William H. Bowen : Un “ancien” avait avoué avoir commis des sévices sexuels sur un enfant. Pendant presque un an, j’ai tenté d’en faire état aux instances judiciaires gouvernementales. Mais le service juridique de Watchtower [l’entité juridique des Témoins de Jéhovah, NdlR] m’a dit de laisser les Témoins gérer la question : autrement dit, de ne rien faire, et malgré de nouvelles preuves d’autres abus. Ce jour-là, j’ai donné ma lettre de démission.

En matière d’abus sexuels sur mineurs, quelles sont les règles en vigueur chez les Témoins de Jéhovah ?
“Si l’accusation est niée, les anciens devront expliquer au plaignant qu’ils ne peuvent rien faire de plus dans le domaine judiciaire. Et la congrégation continuera de tenir l’accusé pour innocent”, explique la Watchtower. “Même si plusieurs plaignants se “souviennent” avoir subi des sévices de la même personne, la nature de ces souvenirs est en soi trop incertaine pour servir de fondement à des décisions judiciaires s’il n’y a pas d’autres éléments à charge.”
La politique des Témoins de Jéhovah prévoit que les informations concernant les pédophiles restent confidentielles. Les pédophiles sont protégés par une loi du silence et restent, dans bien des cas, dans leur fonction, tandis que leurs victimes souffrent en silence ou se voient imposer des sanctions qui peuvent aller jusqu’à l’exclusion. Cette politique est à mon sens contraire à l’éthique et à la moralité.

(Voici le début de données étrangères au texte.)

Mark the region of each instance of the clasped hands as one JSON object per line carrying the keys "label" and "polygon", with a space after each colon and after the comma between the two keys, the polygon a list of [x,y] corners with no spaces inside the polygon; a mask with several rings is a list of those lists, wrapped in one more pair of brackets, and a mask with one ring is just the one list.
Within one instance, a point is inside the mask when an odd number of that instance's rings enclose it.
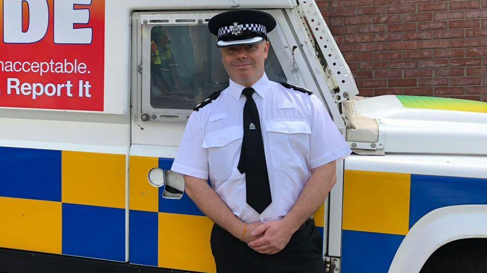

Si un violeur nie une accusation de viol portée contre lui, que se passe-t-il ?
Il reste innocent, et ne pourra faire l’objet ni de discussions ni d’accusations au sein de la congrégation.

Si une victime, ou sa famille, tente de dénoncer les faits, quels risques encourt-elle ?
Elle peut être excommuniée pour cause de calomnie à l’encontre de l’homme, déclaré innocent.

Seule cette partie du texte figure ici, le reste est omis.